Os que impactem no bem-estar e conforto das pessoas e que criem conceitos disruptivos. Isto é, que tenham um fator multiplicador nos ganhos esperados e não incrementais. Aprovamos a ideia, o conceito, mas depois é preciso saber como é que essa ideia pode ser convertida em objetos no mercado. A ERC tem as Synergy Grant (SyG), bolsas multimilionárias para equipas. Portugal recebeu no ano passado a primeira bolsa SyG, no valor de 10,5 milhões de euros, com o projeto 4-Oceans, na área das ciências sociais e humanas. É um projeto da investigadora Cristina Brito, professora do departamento de História e investigadora do Centro de Humanidades da Faculdade de Ciências Sociais e Humanas da Universidade Nova de Lisboa, que está a trabalhar com cientistas da Universidade de Cambridge (Reino Unido) e do Trinity College (Irlanda). A ideia é pura e simplesmente humanista. Não tem nada que ver com engenharia. Tentamos que todas as áreas sejam cobertas de forma igualitária pelas bolsas.

 

O Brexit vai prejudicar a investigação científica?

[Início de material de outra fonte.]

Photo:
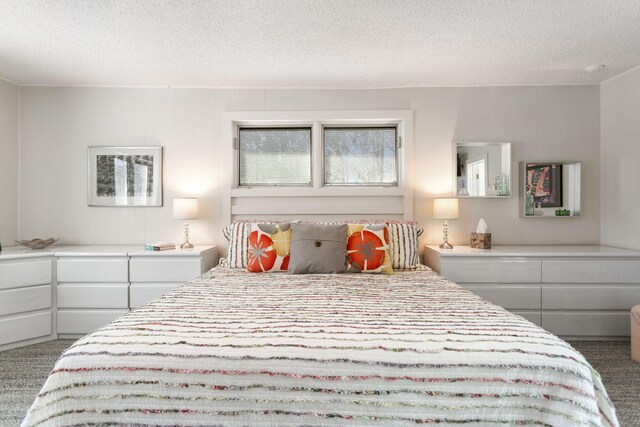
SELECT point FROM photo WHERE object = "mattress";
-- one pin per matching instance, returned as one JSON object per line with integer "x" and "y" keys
{"x": 236, "y": 348}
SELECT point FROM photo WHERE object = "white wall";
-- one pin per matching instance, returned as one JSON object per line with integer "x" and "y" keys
{"x": 9, "y": 141}
{"x": 620, "y": 143}
{"x": 545, "y": 123}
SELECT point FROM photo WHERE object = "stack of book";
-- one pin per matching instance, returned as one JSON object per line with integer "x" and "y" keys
{"x": 160, "y": 246}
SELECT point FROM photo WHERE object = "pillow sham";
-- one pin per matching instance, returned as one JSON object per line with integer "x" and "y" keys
{"x": 318, "y": 249}
{"x": 368, "y": 248}
{"x": 237, "y": 233}
{"x": 269, "y": 248}
{"x": 405, "y": 251}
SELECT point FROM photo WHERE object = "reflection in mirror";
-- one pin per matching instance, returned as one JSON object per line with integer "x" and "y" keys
{"x": 483, "y": 169}
{"x": 550, "y": 189}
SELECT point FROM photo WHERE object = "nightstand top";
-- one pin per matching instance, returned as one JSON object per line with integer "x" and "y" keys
{"x": 195, "y": 251}
{"x": 532, "y": 251}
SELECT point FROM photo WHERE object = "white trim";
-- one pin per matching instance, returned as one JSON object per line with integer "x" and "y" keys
{"x": 286, "y": 199}
{"x": 620, "y": 74}
{"x": 121, "y": 86}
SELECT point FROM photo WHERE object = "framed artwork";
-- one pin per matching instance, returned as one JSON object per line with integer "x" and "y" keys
{"x": 545, "y": 182}
{"x": 125, "y": 176}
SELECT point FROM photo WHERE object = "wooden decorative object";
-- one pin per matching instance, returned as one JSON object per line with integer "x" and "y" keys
{"x": 481, "y": 240}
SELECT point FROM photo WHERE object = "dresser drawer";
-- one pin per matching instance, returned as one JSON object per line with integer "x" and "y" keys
{"x": 605, "y": 297}
{"x": 24, "y": 327}
{"x": 591, "y": 271}
{"x": 30, "y": 273}
{"x": 142, "y": 293}
{"x": 93, "y": 295}
{"x": 85, "y": 321}
{"x": 145, "y": 269}
{"x": 25, "y": 299}
{"x": 509, "y": 297}
{"x": 491, "y": 270}
{"x": 93, "y": 270}
{"x": 587, "y": 324}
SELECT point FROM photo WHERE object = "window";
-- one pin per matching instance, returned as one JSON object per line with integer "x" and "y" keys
{"x": 274, "y": 156}
{"x": 360, "y": 156}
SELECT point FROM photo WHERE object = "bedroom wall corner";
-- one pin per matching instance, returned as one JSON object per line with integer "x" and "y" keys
{"x": 620, "y": 147}
{"x": 9, "y": 161}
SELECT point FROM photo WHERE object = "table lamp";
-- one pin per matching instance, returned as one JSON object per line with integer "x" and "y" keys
{"x": 185, "y": 208}
{"x": 445, "y": 209}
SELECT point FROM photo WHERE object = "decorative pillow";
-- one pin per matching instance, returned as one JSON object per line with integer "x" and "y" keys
{"x": 237, "y": 234}
{"x": 269, "y": 248}
{"x": 318, "y": 248}
{"x": 368, "y": 248}
{"x": 405, "y": 252}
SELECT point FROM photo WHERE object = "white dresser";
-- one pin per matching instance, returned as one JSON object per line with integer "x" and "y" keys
{"x": 93, "y": 287}
{"x": 155, "y": 273}
{"x": 27, "y": 295}
{"x": 573, "y": 291}
{"x": 68, "y": 291}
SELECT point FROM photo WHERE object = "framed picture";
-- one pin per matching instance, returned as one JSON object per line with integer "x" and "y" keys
{"x": 545, "y": 182}
{"x": 125, "y": 176}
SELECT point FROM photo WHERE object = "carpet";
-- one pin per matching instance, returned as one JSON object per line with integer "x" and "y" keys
{"x": 24, "y": 370}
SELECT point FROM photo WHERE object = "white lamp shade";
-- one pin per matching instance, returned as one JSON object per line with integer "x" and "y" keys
{"x": 185, "y": 208}
{"x": 445, "y": 208}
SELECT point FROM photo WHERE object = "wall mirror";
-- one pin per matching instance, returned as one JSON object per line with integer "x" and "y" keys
{"x": 483, "y": 169}
{"x": 550, "y": 189}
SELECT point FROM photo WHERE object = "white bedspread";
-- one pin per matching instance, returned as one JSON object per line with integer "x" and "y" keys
{"x": 235, "y": 348}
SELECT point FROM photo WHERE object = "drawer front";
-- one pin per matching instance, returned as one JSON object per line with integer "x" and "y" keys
{"x": 605, "y": 297}
{"x": 93, "y": 295}
{"x": 25, "y": 327}
{"x": 142, "y": 293}
{"x": 85, "y": 321}
{"x": 532, "y": 316}
{"x": 509, "y": 297}
{"x": 165, "y": 269}
{"x": 30, "y": 273}
{"x": 491, "y": 270}
{"x": 93, "y": 270}
{"x": 591, "y": 271}
{"x": 587, "y": 324}
{"x": 25, "y": 299}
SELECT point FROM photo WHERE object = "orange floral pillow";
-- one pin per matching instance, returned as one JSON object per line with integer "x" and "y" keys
{"x": 368, "y": 248}
{"x": 269, "y": 247}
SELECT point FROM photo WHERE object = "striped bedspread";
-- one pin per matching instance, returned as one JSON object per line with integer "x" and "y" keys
{"x": 235, "y": 348}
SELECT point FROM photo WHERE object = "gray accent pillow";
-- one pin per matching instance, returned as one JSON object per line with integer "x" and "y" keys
{"x": 318, "y": 248}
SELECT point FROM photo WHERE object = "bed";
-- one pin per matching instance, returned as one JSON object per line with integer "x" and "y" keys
{"x": 239, "y": 348}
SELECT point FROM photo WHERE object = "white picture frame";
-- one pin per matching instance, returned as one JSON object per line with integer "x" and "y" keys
{"x": 125, "y": 176}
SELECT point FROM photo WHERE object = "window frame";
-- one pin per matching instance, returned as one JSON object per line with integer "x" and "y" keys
{"x": 238, "y": 171}
{"x": 396, "y": 153}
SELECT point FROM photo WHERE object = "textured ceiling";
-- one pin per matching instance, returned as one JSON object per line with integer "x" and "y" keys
{"x": 309, "y": 44}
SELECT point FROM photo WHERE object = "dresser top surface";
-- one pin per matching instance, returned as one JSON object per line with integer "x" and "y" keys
{"x": 17, "y": 252}
{"x": 536, "y": 251}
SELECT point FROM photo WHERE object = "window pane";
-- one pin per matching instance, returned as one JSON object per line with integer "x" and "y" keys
{"x": 360, "y": 156}
{"x": 270, "y": 156}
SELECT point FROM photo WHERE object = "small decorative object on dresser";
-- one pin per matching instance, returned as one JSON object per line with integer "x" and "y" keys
{"x": 125, "y": 176}
{"x": 185, "y": 208}
{"x": 481, "y": 239}
{"x": 37, "y": 243}
{"x": 445, "y": 209}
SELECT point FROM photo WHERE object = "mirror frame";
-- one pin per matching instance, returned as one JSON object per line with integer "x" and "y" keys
{"x": 506, "y": 166}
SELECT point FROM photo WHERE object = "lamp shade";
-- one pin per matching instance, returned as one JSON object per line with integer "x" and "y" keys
{"x": 185, "y": 208}
{"x": 445, "y": 208}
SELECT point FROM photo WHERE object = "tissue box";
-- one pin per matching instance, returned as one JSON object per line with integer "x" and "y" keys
{"x": 481, "y": 240}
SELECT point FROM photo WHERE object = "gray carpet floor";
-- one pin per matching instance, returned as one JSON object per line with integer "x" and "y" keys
{"x": 24, "y": 370}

A médio e longo prazo, sim. O Reino Unido tem uma tradição muito grande na investigação e criou amarras de sustentação da investigação de grande qualidade. É difícil não encontrar nas grandes equipas pessoas ligadas ao Reino Unido. Elas concorrem e ganham, em termos percentuais, um elevado número das tais bolsas milionárias. Penso que a curto prazo o Reino Unido vai querer obviamente continuar a absorver estas verbas e a ter este tipo de parcerias. Independentemente dos conflitos que isso vai criar. É inevitável. Vai haver pessoas na Europa a defender que o bolo deve ser dividido só entre aqueles que fazem parte do "clube". Mas a Europa já o faz com a Suíça e com Israel. A médio prazo, se não houver um sistema de comunicação adequado, vai criar-se uma espécie de antagonismo entre o continente e a ilha. Penso que o grande perdedor vai ser o Reino Unido, mas nós também vamos perder, e de que maneira.

A Nature publicou um artigo no qual afirmava que, no programa de investigação da União Europeia para 2014-2020 [Horizonte 2020], houve diferenças regionais marcantes. As três maiores economias da UE – Alemanha, França e Reino Unido – receberam quase 40% dos fundos. Como se explica esta disparidade?

Existe o "inner ring": esses países, como têm uma visão diferente sobre o desenvolvimento da ciência e da tecnologia e como têm os tais meios excecionais, quando vão a um processo de avaliação, estão vários degraus acima da média. Portanto, é natural que o impacto da investigação dessas pessoas seja superior ao das que estão no "outer ring". Em Portugal, de alguma forma, estamos nesse "outer ring", porque não temos as grandes infraestruturas e, portanto, o impacto da investigação que fazemos é menor. Fiz um documento e um abaixo-assinado que entreguei no Parlamento Europeu exatamente sobre isso. Defendo que temos de ter o princípio de subsidiariedade, em que o cidadão veja que o dinheiro que estamos a utilizar na investigação tem proveito para todos. Claro que temos de aprovar os melhores projetos. Mas, quando vamos avaliar as pessoas, é necessário ter a dimensão da subsidiariedade, da sua localização.

 

Acredita que a "bazuca" pode ser estruturante para a ciência?

Será um erro sem retorno se não utilizarmos essas verbas para consolidar de forma definitiva a qualidade da investigação de excelência que se faz na Europa. Espero, como disse, que no caso particular do Governo português, haja um investimento na modernização das infraestruturas e na criação de quadros sustentados de investigadores. Devemos apostar em áreas nas quais temos demonstrado que somos bons, porque esses vão ser os motores que nos vão fazer caminhar, conseguir atrair talentos e sermos cada vez melhores. Isso vai ter um efeito de bola de neve, que se vai estender a outras áreas da ciência.